Pierwsi pacjenci zostali już poddani nowoczesnej radioterapii. Znajduje ona zastosowanie szczególnie w leczeniu schorzeń jamy brzusznej i miednicy.
Innowacja metody polega na tym, że to nie pacjent dostosowuje się do aparatu, ale aparat jest dostosowywany do chwilowego ułożenia pacjenta. Dzięki temu dawka promieniowania jest precyzyjnie dobierana niezależnie od chwilowego, aktualnego położenia, kształtu i wielkości guza.
Pacjent leży w tej pozycji terapeutycznej, a plan leczenia i wiązki promieniowania są dopasowywane czyli "adopotwoane" do anatomii, która w trakcie leczenia się zmienia z uwagi np. na zmniejszanie objętości guza nowotworowego czy przemieszczanie narządów sąsiednich.

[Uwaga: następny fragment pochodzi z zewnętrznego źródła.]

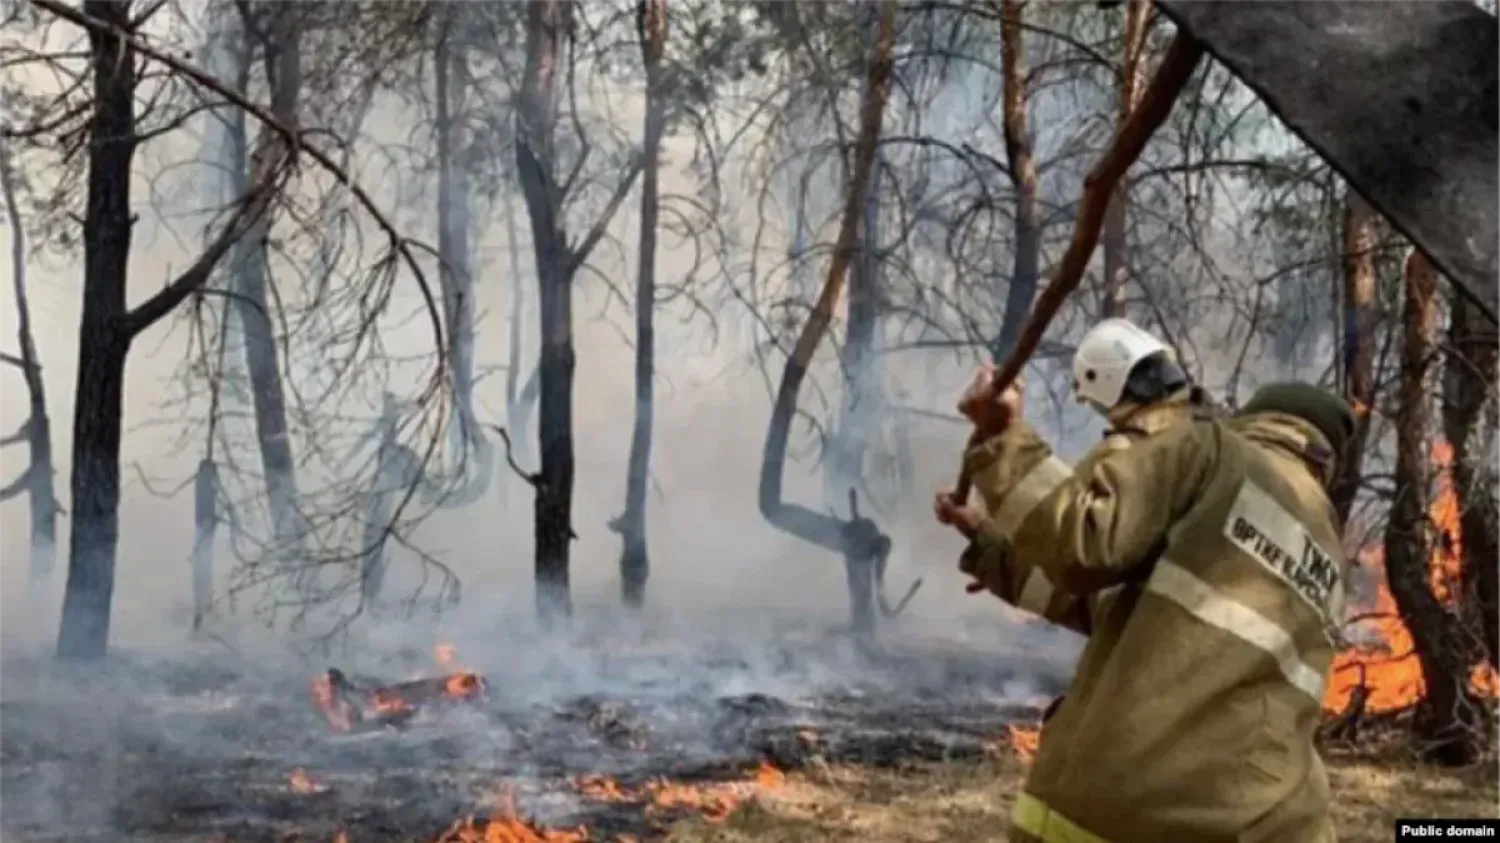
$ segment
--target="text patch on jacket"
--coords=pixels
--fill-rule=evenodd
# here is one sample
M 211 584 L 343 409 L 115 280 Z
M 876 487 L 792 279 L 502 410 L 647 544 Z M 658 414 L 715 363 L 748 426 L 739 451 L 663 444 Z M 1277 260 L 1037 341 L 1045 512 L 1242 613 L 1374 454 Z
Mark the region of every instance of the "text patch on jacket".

To szczególnie ważne w sytuacji, gdy ruchomość sąsiednich, zdrowych narządów, w radioterapii określanych jako +narządy krytyczne+, czyli tych, które chcemy ochronić przed promieniowaniem, jest duża
– wyjaśnił zastępca dyrektora Oddziału ds. Naukowych Tomasz Banaś.

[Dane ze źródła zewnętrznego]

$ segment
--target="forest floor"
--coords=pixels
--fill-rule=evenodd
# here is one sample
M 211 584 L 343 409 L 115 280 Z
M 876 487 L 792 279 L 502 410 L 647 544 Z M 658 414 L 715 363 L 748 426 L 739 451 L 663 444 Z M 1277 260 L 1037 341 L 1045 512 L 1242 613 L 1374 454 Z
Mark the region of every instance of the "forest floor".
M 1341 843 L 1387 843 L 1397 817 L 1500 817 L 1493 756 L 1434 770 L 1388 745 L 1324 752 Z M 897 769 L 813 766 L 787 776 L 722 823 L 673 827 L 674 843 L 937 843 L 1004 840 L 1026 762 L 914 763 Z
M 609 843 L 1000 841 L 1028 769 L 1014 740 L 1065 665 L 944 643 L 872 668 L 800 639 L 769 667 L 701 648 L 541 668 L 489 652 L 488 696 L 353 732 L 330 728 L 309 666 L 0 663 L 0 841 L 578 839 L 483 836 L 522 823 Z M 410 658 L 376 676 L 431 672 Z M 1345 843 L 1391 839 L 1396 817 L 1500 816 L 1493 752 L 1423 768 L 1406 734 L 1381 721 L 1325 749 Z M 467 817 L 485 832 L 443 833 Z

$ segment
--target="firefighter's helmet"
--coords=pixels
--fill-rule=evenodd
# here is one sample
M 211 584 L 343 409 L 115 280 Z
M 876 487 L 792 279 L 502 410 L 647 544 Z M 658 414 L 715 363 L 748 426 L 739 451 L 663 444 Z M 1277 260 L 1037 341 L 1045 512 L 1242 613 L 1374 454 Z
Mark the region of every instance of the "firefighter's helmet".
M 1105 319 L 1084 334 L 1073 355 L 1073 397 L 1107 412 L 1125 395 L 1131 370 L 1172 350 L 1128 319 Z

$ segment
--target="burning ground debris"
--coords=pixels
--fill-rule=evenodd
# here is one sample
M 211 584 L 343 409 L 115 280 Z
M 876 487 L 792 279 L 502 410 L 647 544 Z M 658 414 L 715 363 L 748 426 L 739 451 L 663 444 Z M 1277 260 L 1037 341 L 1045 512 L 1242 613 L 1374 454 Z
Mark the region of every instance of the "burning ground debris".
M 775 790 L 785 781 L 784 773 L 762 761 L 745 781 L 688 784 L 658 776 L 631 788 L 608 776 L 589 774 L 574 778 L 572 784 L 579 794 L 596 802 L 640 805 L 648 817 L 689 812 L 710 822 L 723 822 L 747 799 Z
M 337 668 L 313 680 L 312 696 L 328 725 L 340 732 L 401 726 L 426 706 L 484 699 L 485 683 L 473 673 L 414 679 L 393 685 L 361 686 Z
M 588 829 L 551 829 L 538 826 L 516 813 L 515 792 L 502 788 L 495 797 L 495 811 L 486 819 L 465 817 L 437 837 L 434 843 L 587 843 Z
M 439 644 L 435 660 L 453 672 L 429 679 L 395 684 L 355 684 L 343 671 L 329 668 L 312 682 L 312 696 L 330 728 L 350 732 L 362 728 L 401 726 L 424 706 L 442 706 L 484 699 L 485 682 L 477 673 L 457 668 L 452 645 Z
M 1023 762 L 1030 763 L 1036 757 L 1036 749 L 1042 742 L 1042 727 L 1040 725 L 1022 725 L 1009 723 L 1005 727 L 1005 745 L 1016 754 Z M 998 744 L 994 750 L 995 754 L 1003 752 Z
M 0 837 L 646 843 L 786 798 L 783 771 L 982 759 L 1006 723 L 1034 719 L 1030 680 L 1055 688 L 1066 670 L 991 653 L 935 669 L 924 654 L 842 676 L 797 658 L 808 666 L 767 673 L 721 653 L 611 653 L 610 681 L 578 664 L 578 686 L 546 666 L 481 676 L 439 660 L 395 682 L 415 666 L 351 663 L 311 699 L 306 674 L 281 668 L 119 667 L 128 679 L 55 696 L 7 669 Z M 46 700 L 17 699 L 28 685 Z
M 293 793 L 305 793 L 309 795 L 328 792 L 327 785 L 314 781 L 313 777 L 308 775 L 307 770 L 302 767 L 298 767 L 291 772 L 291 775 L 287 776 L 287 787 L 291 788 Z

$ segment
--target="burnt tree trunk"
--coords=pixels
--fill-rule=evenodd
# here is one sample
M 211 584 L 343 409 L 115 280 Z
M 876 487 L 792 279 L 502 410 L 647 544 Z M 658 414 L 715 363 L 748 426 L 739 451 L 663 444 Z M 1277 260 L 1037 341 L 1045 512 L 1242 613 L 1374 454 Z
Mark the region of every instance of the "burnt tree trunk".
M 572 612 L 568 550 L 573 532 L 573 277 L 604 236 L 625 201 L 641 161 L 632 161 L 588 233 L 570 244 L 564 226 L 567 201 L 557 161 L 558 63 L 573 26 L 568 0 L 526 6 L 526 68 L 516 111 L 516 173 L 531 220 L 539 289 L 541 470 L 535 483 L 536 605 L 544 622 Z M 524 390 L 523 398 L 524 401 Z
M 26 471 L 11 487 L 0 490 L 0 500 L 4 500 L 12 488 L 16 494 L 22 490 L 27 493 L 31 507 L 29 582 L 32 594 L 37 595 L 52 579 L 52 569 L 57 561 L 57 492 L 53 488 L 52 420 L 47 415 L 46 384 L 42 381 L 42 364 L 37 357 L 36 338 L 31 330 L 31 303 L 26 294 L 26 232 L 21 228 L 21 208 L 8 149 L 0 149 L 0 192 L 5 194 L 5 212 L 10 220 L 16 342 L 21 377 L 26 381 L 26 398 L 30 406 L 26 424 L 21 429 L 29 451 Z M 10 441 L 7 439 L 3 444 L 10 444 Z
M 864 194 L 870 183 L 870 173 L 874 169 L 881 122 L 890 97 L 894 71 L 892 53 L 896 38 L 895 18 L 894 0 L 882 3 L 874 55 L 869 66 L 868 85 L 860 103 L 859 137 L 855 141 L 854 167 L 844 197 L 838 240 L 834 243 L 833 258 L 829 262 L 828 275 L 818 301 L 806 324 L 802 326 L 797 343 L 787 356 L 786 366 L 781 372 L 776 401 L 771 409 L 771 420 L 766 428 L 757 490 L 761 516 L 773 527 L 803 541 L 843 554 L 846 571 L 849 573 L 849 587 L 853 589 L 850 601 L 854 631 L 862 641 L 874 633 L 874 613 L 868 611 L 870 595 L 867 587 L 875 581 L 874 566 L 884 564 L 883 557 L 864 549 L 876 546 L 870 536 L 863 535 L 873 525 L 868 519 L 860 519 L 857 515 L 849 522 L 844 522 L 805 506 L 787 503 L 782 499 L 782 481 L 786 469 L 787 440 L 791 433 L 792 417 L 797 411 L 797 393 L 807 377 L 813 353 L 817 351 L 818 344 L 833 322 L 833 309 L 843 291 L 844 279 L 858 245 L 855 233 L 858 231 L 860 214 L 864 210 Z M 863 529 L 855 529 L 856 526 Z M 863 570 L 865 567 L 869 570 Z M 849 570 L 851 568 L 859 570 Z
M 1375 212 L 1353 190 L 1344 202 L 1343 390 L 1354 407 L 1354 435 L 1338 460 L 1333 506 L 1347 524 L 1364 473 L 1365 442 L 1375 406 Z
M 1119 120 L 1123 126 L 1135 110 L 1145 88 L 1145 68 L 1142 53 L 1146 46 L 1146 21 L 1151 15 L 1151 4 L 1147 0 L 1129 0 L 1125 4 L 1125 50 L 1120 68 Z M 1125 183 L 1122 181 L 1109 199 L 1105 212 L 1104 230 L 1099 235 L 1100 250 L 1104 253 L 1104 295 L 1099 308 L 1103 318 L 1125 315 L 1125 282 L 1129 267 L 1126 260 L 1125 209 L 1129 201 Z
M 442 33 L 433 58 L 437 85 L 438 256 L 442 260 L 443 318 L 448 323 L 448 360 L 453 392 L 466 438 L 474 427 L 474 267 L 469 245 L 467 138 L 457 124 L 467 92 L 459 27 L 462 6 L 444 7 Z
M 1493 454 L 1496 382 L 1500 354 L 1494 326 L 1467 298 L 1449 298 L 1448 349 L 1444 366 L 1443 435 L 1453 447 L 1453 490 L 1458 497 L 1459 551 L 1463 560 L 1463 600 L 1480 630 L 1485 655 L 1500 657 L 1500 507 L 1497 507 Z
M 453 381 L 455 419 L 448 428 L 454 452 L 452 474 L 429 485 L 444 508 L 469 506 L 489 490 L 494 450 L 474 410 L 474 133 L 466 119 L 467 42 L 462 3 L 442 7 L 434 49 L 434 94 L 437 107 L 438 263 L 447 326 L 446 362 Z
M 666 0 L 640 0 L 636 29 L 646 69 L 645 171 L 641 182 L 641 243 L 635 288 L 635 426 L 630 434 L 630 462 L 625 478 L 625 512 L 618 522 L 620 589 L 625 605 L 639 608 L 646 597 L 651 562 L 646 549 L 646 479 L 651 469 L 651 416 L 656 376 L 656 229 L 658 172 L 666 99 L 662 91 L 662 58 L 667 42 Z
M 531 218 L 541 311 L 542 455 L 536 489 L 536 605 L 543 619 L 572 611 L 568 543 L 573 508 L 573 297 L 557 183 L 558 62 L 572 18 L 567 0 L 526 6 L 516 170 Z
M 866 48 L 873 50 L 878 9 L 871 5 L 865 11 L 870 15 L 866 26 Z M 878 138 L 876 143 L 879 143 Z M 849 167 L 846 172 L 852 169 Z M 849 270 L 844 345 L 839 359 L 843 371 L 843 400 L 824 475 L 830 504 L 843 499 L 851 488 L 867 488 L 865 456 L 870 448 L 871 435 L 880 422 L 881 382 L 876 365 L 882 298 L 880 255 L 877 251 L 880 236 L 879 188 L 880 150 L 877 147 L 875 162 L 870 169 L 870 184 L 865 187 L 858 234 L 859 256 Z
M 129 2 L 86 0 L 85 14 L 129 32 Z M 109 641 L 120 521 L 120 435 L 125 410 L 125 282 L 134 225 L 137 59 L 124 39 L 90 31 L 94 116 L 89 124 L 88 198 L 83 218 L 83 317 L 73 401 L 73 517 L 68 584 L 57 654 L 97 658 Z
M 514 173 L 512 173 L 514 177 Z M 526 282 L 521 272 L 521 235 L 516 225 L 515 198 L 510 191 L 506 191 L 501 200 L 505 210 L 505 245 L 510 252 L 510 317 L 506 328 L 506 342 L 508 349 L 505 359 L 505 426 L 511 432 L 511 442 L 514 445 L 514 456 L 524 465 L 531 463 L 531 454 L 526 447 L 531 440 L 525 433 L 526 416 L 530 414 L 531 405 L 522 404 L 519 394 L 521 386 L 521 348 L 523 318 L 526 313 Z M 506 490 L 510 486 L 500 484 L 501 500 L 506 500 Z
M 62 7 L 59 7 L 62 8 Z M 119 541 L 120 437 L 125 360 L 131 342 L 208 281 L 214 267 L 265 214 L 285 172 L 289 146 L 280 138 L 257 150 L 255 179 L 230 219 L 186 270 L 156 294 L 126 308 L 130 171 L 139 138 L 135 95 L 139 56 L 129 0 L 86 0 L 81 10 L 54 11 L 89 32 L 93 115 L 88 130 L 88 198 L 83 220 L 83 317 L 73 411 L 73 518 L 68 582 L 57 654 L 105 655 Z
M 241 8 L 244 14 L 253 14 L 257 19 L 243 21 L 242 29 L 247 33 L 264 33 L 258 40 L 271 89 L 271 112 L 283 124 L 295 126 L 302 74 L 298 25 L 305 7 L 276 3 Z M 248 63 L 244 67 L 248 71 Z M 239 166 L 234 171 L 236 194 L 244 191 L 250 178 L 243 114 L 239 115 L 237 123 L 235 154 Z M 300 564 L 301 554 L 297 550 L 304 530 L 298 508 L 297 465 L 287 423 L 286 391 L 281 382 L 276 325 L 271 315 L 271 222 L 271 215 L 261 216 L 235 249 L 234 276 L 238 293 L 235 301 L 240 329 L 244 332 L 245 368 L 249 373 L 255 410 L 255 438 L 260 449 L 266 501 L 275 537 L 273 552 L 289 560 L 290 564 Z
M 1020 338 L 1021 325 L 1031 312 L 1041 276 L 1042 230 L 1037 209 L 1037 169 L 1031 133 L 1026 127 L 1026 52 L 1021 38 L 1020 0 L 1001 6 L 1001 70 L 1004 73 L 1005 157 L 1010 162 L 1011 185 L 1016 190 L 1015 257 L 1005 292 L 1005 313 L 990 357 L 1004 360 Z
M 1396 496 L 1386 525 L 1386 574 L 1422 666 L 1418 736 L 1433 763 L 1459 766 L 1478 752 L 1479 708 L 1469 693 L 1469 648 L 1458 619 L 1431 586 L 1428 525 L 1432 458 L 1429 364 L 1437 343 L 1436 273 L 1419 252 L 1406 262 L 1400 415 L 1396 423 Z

Według WHO około 68 proc. wszystkich pacjentów z nowotworem złośliwym otrzyma radioterapię na pewnym etapie leczenia.
Ethos Varian dla krakowskiego Instytutu Onkologii kosztował 18 milionów złotych. Dwa takie same urządzenia znajdują się w pozostałych filiach Narodowego Instytutu Onkologii - w Gliwicach i w Warszawie. Do tej pory radioterapii adaptacyjnej poddano kilkanaście osób.